Assim que avistou a figura emburrada de Heero, lançou-se ao seu lado, cutucando o seu rosto travessamente. Geralmente receberia um resmungo em troca de tal gesto, mas desta vez nem isso obteve. Preocupado, Duo saltou, se ajoelhando de frente para o pequeno japonês. Suas mãos alcançaram as bochechas de Heero, esticando-as para os lados e simulando um sorriso na face indiferente. Quando percebeu que Heero mantinha os olhos fechados, e não parecia disposto a dar-lhe atenção, o pequeno de olhos violetas se desesperou.
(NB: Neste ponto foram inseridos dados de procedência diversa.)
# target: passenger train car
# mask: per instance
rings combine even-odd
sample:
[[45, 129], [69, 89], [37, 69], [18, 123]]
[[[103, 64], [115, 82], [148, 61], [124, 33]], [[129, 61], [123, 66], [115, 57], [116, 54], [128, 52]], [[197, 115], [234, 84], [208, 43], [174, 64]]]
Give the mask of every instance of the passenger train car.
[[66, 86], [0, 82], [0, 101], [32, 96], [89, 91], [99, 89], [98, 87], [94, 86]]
Era um gelo! Ou melhor, um iceberg!

Odiava quando Heero fazia aquilo!

Seus olhinhos se encheram de lágrimas enquanto suas mãos voavam para a camisa de Heero, puxando o tecido numa tentativa falha de arrancar alguma reação do pequeno.

- Ahh, Hee, não faz assim! Fala comigo, vai! Falaaa! – resmungando num tom choroso, Duo tomou ar antes de utilizar-se de seu último recurso, o mais cruel de todos. – Não vai falar? Então tá, Hee-chan. Hee-chan! Hee-chan! Hee-chaaaaan! – o pequeno de olhos violetas sorriu, crente em sua vitória, esperando ouvir um belo sermão de Heero sobre não chamá-lo "daquele jeito idiota".

Mas...nada. Nem um levantar de sobrancelhas. Parecia uma estátua!

Cansado, Duo largou a camisa do seu amigo, lançando-se de vez no tapete felpudo com um longo suspiro derrotado. Nesse instante, seus olhinhos brilharam ao avistarem a Tv, que estava sintonizada num canal qualquer de novelas melosas. Rapidamente reconheceu Júan Pablo e Cármen, o casal protagonista da novela mexicana favorita de sua mãe. Júan parecia muito bravo com algo, e Cármen estava aflita pela indiferença do seu amor platônico, que nem se dignava a encará-la. Então, Cármen aproximou-se de sua paixão e, surpreendendo-o, fez algo engraçado que conseguiu fazer com que ele arregalasse os olhos feito um sapo.

Era isso!

Sorrindo vitoriosamente, Duo novamente colocou-se de joelhos diante de Heero. Mais uma vez foi ignorado, mas agora estava preparado! Ora essa, se aquilo dera certo na Tv, então funcionava mesmo!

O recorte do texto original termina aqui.